Le dernier rang de gradins était lui-même ordinairement surmonté et entouré d'un portique qui servait de refuge au public en cas de pluie, et qui avait l'avantage d'arrêter et de renvoyer la voix des acteurs (10). Cette galerie, quelquefois divisée en loges, venait souvent se raccorder avec un autre portique ménagé derrière la scène. C'était là qu'étaient placés les modillons qui recevaient les poutres destinées à soutenir le velarium. On sait que les théâtres des anciens n'étaient pas couverts ; il n'y avait d'exception que pour les plus petits, appelés Odéons. Le velarium, en grec parapetasma, était donc indispensable pour garantir les spectateurs de l'ardeur du soleil. Selon Pline, c'est en Campanie que prit naissance l'usage de couvrir ainsi les théâtres ; Quintus Catulus l'introduisit à Rome, et Lentulus Spinther fut le premier qui y employa des toiles de lin lors des jeux célébrés en l'honneur d'Apollon, l'an 57 avant J.-C.(11). Une des plus grandes preuves de la prodigalité de César est d'avoir, dans une fête magnifique qu'il donna au peuple romain, couvert l'amphithéâtre d'un velarium de soie, matière qui se vendait alors au poids de l'or. Pline nous apprend aussi que Néron fit faire un velarium de pourpre, dont les broderies d'or représentaient le char du soleil entouré de la lune et des étoiles.
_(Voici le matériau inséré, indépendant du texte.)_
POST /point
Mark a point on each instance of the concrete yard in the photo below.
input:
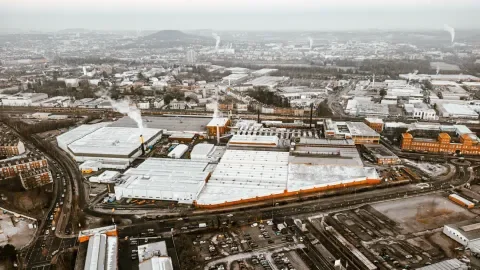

Cette invention utile fut désapprouvée, et regardée comme une mollesse campanienne par les anciens, qui étaient habitués à passer le jour dans leurs théâtres, exposés à toutes les intempéries des saisons. Ammien Marcellin reproche sévèrement aux Romains de l'avoir adoptée, et leur donne le titre méprisant d'imitateurs de la lâche Campanie :

Plebei velabris umbraculorum theatralium latent quae Campanam imitantur lasciviam.
Les plébéiens se cachent à l'ombre de ces voiles de théâtre empruntés à la voluptueuse Campanie.

Valère Maxime exprime la même pensée à peu près dans les mêmes termes :

Quintus Catulus Campanam imitatus lasciviam primus spectantium concessum velorum umbraculis texit (12).
Quintus Catulus, imitant la mollesse de la Campanie, couvrit le premier de l'ombre du Velarium la réunion des spectateurs.

On sait qu'un des grands plaisirs de Caligula était de faire subitement retirer le velarium, forçant les spectateurs à rester nu-tête et immobiles, exposés à toutes les ardeurs du soleil.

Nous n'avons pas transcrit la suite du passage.